Maybe the next one, darling
Titane a en lui un programme trop chargé, brouillant ses propos jusqu'à en devenir inconsistant (il suffit de voir, sinon celui d'Alexia, la pauvreté d'écriture des personnages secondaires), jusqu'à ne plus rien raconter et donner, parfois, l'impression de remplissage, d'une virtuosité qui tourne à vide. Pour preuve ces nombreux débordements sanguinolents dont le film se fait l'expert, tendance grand-guignol décomplexé (complaisant ?) plutôt que pur malaise, et que l'on finit par regarder avec une sorte de détachement, presque blasé, jamais vraiment impacté dans nos sens et nos épidermes, sinon une fois ou deux, avouons-le, un nez éclaté sur la faïence d'un lavabo par exemple, ou un pied de tabouret enfoncé dans une gorge (profonde).
Ou ces thèmes qui se télescopent et que Ducournau, de fait, traite sans réelle profondeur, restant dans le vague, le flou seulement de pensées, seulement effleurées : maternité et paternité malmenées, brutalité des rapports en milieu hyper viril, questions autour de l'inclusif, questions autour du deuil, autour de la filiation, autour de la mort, voire d'un féminisme hardcore brandi comme argument publicitaire, mais voué seulement à répéter les codes et la sauvagerie d'une masculinité outrée, et retrouvant in fine, ou in extremis, ou tout bêtement (tout ça pour ça ?), son rôle de matrice originelle. Parce que Lindon en cloque, ça aurait quand même eu plus de gueule, et Rousselle en frère/père/mère d'une créature androïde aussi. Alors pour le "monde plus inclusif et plus fluide, [...] pour plus de diversité dans nos expériences au cinéma", dixit Ducournau lors de la remise de la palme d'or, on repassera : sur ces terrains-là, Titane s'avère franchement banal et faussement subversif.
Le film se refuse crânement à une psychologie fouillée (au contraire, elle est à gros traits, à l'image de ce prologue maladroit et dans la caractérisation du trauma d'Alexia, et dans son appréhension des enjeux, réduite à un coup de langue ridicule, du Crash de Cronenberg auquel il est impossible de ne pas faire référence, ainsi d'ailleurs qu'à son M. Butterfly) pour explorer à sa guise, c'est-à-dire dans l'intention d'abord d'un cinéma physique et débridé, l'idée de transformation pour échapper à son destin, ou même le rembrayer en acceptant son devenir métallique, cette "nouvelle chair" propre, encore, à Cronenberg (et on sait à quel point Ducournau vénère le maître de l'horreur intérieure).
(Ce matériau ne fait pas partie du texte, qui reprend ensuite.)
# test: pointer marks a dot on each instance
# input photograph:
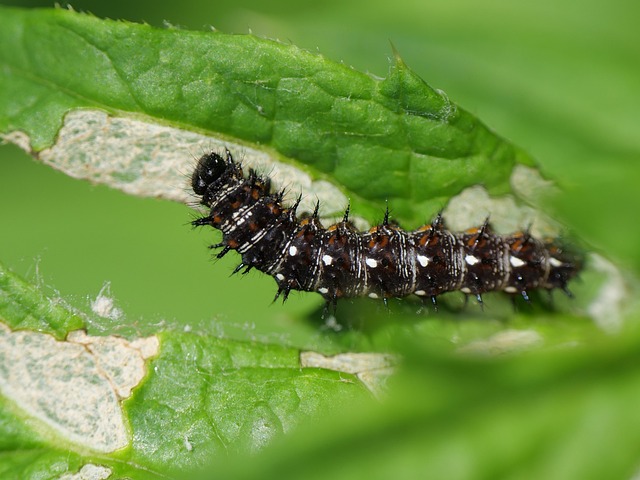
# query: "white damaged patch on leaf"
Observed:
(74, 386)
(150, 160)
(372, 369)
(507, 341)
(89, 472)
(474, 205)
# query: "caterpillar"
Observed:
(384, 262)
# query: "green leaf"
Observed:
(557, 415)
(396, 138)
(68, 403)
(23, 307)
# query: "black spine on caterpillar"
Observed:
(384, 262)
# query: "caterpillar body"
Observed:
(384, 262)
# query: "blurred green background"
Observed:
(557, 77)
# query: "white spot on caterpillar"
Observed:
(422, 260)
(516, 262)
(74, 386)
(471, 260)
(372, 369)
(151, 160)
(554, 262)
(88, 472)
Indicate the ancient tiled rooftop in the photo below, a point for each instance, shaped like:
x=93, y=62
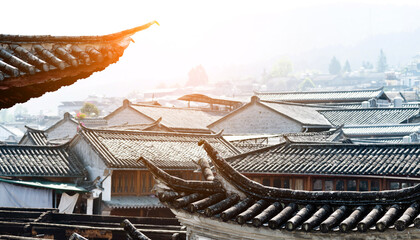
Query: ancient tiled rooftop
x=367, y=116
x=262, y=211
x=39, y=161
x=180, y=118
x=332, y=158
x=35, y=137
x=381, y=130
x=122, y=149
x=33, y=65
x=323, y=96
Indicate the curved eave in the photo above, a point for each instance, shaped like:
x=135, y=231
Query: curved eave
x=33, y=65
x=256, y=190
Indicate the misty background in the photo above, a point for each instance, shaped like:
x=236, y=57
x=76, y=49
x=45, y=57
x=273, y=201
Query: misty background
x=233, y=41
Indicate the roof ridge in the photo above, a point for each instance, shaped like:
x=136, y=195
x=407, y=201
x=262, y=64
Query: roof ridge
x=49, y=38
x=303, y=92
x=149, y=132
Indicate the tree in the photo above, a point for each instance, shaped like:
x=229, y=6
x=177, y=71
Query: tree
x=347, y=67
x=90, y=109
x=197, y=77
x=382, y=65
x=367, y=65
x=335, y=67
x=281, y=68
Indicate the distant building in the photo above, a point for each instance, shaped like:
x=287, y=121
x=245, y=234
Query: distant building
x=178, y=119
x=61, y=132
x=259, y=117
x=372, y=115
x=112, y=156
x=326, y=96
x=231, y=206
x=9, y=134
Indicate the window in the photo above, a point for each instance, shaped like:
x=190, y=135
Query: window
x=339, y=185
x=329, y=185
x=351, y=185
x=317, y=185
x=277, y=182
x=363, y=185
x=374, y=185
x=124, y=182
x=394, y=185
x=286, y=183
x=299, y=184
x=266, y=182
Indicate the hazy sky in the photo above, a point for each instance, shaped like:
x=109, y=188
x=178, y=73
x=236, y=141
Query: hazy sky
x=215, y=34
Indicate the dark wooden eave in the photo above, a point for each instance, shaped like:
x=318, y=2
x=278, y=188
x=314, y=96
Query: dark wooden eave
x=257, y=190
x=33, y=65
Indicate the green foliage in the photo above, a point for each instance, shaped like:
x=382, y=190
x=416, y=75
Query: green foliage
x=197, y=77
x=382, y=65
x=281, y=68
x=347, y=67
x=90, y=110
x=335, y=66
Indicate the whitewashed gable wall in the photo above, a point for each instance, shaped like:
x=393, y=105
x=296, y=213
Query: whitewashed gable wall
x=93, y=164
x=257, y=119
x=128, y=115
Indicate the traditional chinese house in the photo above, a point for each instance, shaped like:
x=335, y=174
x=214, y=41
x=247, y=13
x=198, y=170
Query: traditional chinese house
x=59, y=133
x=259, y=117
x=112, y=156
x=39, y=176
x=231, y=206
x=334, y=97
x=33, y=65
x=178, y=119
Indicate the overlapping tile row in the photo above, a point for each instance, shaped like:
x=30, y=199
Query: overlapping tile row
x=286, y=215
x=381, y=130
x=322, y=97
x=367, y=116
x=330, y=158
x=180, y=118
x=252, y=204
x=122, y=149
x=38, y=138
x=33, y=65
x=39, y=161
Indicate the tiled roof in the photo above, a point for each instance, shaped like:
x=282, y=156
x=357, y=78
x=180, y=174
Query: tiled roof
x=375, y=140
x=380, y=130
x=33, y=65
x=253, y=143
x=180, y=118
x=122, y=149
x=323, y=96
x=39, y=161
x=264, y=211
x=331, y=158
x=367, y=116
x=303, y=114
x=134, y=202
x=35, y=136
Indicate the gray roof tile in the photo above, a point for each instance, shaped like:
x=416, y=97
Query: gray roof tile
x=122, y=149
x=39, y=161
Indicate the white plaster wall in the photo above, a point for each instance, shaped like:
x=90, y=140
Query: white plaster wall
x=93, y=164
x=128, y=115
x=257, y=119
x=63, y=130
Mais Titane ne tirera rien d'autre de cette histoire de corps en folie, de corps modifiés, endurés ou même rejetés, qu'un long body horror inégal incapable d'extraire le meilleur de ses freaks et de ses frasques (conceptuelles, visuelles, sexuelles), et loin du choc "transgressif" (mais transgressif en quoi ?) attendu, ou promis, ou survendu ici et là. Tristement, Titane est un film qui ne s'enclenche pas. Pire : qui ne déclenche rien.